Friday, July 6, 2012

Your F*cking Face


I bet that got your attention.


Let's talk about your face. Or rather your f*cking face. How's it doing? Are you treating it kindly? Telling it good things? Washing it on the regular? Slathering on the sunscreen to prevent wrinkles and sunspots (oh, I guess skin cancer too)? I hope so. It's really important to take care of it because it's usually the first thing people notice about you. And they make all kinds of snap judgments based on what they see. Or really, what they think they're seeing, as beauty is definitely in the eye of the beholder.

While our ideas of beauty are subjective, how we treat people we perceive as beautiful or attractive are universal. Studies have shown that people who are perceived as attractive tend to have an easier time in life. According to Psychology Today, we believe that those who are more attractive are also smarter, more competent and friendlier than your average person. Although there are plenty of beautiful people who really are smart, nice, and competent, there are plenty others who are not, but get credit for it nonetheless.
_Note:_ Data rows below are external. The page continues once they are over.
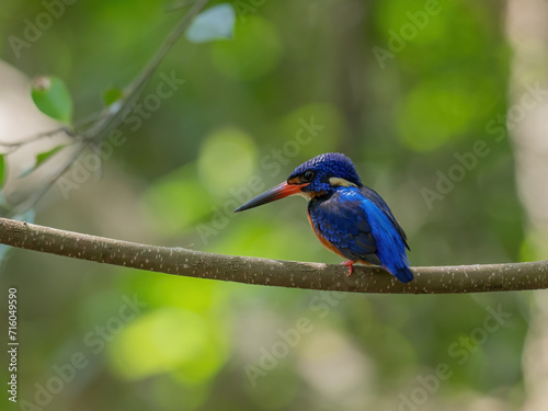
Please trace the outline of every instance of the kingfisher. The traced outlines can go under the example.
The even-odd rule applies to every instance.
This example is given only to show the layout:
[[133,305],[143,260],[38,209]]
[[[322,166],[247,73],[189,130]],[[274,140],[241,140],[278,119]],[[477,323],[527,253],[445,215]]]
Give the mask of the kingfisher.
[[289,195],[308,199],[308,221],[320,242],[347,260],[350,267],[380,265],[402,283],[413,279],[407,236],[392,212],[373,189],[362,184],[352,161],[339,152],[317,156],[297,167],[287,181],[258,195],[235,213]]

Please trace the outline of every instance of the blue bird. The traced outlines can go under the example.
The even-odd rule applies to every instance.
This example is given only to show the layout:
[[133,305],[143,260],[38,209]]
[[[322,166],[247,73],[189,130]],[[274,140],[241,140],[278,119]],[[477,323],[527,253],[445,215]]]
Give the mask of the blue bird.
[[308,199],[308,220],[321,243],[349,260],[343,264],[380,265],[400,282],[409,283],[407,236],[383,197],[362,184],[352,161],[328,152],[297,167],[287,181],[256,196],[235,213],[288,195]]

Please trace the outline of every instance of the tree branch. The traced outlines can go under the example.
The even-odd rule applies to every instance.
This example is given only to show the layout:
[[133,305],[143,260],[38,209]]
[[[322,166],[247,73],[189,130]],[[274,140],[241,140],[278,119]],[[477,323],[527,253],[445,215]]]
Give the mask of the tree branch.
[[379,267],[347,267],[156,247],[0,218],[0,242],[27,250],[189,277],[352,293],[449,294],[548,288],[548,261],[414,267],[399,283]]

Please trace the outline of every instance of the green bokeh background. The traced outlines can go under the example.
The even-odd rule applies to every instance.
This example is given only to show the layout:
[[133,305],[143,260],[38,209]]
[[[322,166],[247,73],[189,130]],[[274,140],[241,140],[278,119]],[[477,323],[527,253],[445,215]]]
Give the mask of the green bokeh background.
[[[424,1],[233,4],[233,41],[182,38],[142,95],[155,92],[161,72],[184,85],[140,128],[124,129],[127,142],[105,161],[102,181],[83,184],[68,201],[42,204],[38,224],[225,254],[339,263],[309,229],[300,199],[237,216],[230,210],[302,161],[341,151],[406,228],[413,265],[530,258],[512,148],[486,128],[506,110],[511,50],[503,3],[439,1],[441,12],[381,64],[374,47],[389,50],[390,31],[410,24],[407,13],[424,10]],[[167,5],[78,1],[16,58],[9,36],[21,37],[24,20],[45,9],[4,0],[0,53],[28,77],[62,78],[75,117],[84,117],[101,107],[104,91],[138,73],[176,24],[182,12],[164,12]],[[310,123],[318,127],[312,133]],[[429,207],[424,189],[435,191],[438,172],[448,175],[455,155],[472,151],[478,140],[489,155]],[[452,376],[421,409],[465,409],[490,397],[513,410],[525,396],[529,293],[326,294],[20,250],[2,270],[1,293],[19,287],[20,399],[34,402],[36,384],[46,386],[55,366],[75,353],[89,362],[52,395],[47,410],[398,410],[402,396],[421,387],[418,377],[439,364]],[[134,296],[146,306],[119,320],[124,298]],[[480,335],[489,307],[512,316],[458,364],[450,347]],[[281,334],[301,318],[309,332],[286,344],[273,369],[251,384],[249,366],[279,349]]]

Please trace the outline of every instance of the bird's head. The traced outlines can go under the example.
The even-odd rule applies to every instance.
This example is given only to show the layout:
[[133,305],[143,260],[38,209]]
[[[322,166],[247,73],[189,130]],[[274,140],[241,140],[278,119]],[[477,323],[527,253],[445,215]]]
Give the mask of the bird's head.
[[329,195],[341,187],[362,186],[352,161],[339,152],[328,152],[315,157],[297,167],[287,181],[258,195],[255,198],[235,209],[235,213],[299,194],[311,199]]

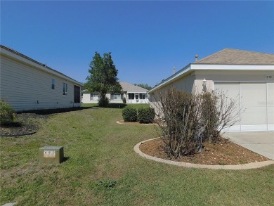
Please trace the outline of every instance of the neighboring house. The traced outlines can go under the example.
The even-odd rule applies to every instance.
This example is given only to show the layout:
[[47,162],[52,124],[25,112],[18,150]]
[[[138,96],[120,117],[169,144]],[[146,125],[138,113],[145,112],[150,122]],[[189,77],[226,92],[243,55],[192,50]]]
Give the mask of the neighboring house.
[[[124,98],[126,100],[126,103],[148,103],[148,89],[133,85],[127,82],[119,82],[122,86],[122,92],[119,94],[108,93],[107,97],[110,99],[110,103],[123,103]],[[97,103],[100,96],[98,93],[90,93],[87,90],[82,91],[83,103]]]
[[238,100],[243,111],[230,131],[274,130],[274,54],[226,49],[200,60],[196,56],[195,62],[149,94],[170,88],[189,93],[224,91]]
[[81,106],[81,83],[1,45],[1,98],[16,111]]

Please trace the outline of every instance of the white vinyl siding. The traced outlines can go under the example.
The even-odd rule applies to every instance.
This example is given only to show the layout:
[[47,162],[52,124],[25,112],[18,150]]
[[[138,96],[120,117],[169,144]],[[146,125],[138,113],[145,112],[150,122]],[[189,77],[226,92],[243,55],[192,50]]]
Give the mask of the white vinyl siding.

Meritocracy, shmeritocracy.

Although most people would agree that being attractive seldom hurts your cause, there can be a downside to being good-looking. (Yes, I'm shedding huge crocodile tears for Halle Berry right now.) Because there's an assumption that your life is easy, people may easily dismiss your pain and suffering (sigh, Halle Berry). They may assume that you think you're better than them and attribute negative characteristics such as conceitedness or snottiness without even knowing who you are. So regardless of how messy and disastrous your life may actually be, as an attractive person you have a responsibility to portray all those positive characteristics that are generally attributed to you in the first place. Is it fair? Nope. Will it continue to happen? Yep.

The reality is that most people find beauty to be intimidating. As often as I fantasize pretend that Boris Kodjoe is coming to pick me up for our 5th date, I would be super nervous to approach him in real life for a simple autograph. Good-lookingness that potent renders most of us stupid. It also reminds us of what we don't have going on; our insecurities are often triggered. When we feel insecure, we tend to lash out, either at ourselves or at the one who inspired our insecurities. Unfortunately, when we lash out externally, we may be missing the chance of getting to know someone who is a genuinely awesome person.

And sometimes, we're not.

There are attractive people out there who play their good looks to their advantage. I think to some degree, it's really hard not to; it can't be helped if people pay more attention to you because of your f*cking face, right? However, there are folks who know they're hot and use their good-lookingness to manipulate others into giving them what they want. You know who they (you?) are. Obviously, it works, but it can also be a hindrance to personal growth. (I know, who really wants personal growth when they can get all their drinks for free?) They don't have to work very hard because everything is handed to them, to the point where they start to feel entitled. Unfortunately, particularly for women, looks fade. If that's all you've had to offer, what's left?

I hope you flirted your way to a free education.

I know this works both ways; it's not the fault of the good-looker that they are rewarded for what essentially is a lucky configuration of genes. But I'm not going to go into how society needs to stop treating beautiful people better than the less-beautiful because it's pointless. It's encoded in our DNA to be drawn to attractiveness! We like beautifulness and many of us strive to be considered attractive, handsome, pretty, beautiful. So treat your f*cking face well!




Thanks, Dukes, for the title...your f*cking face.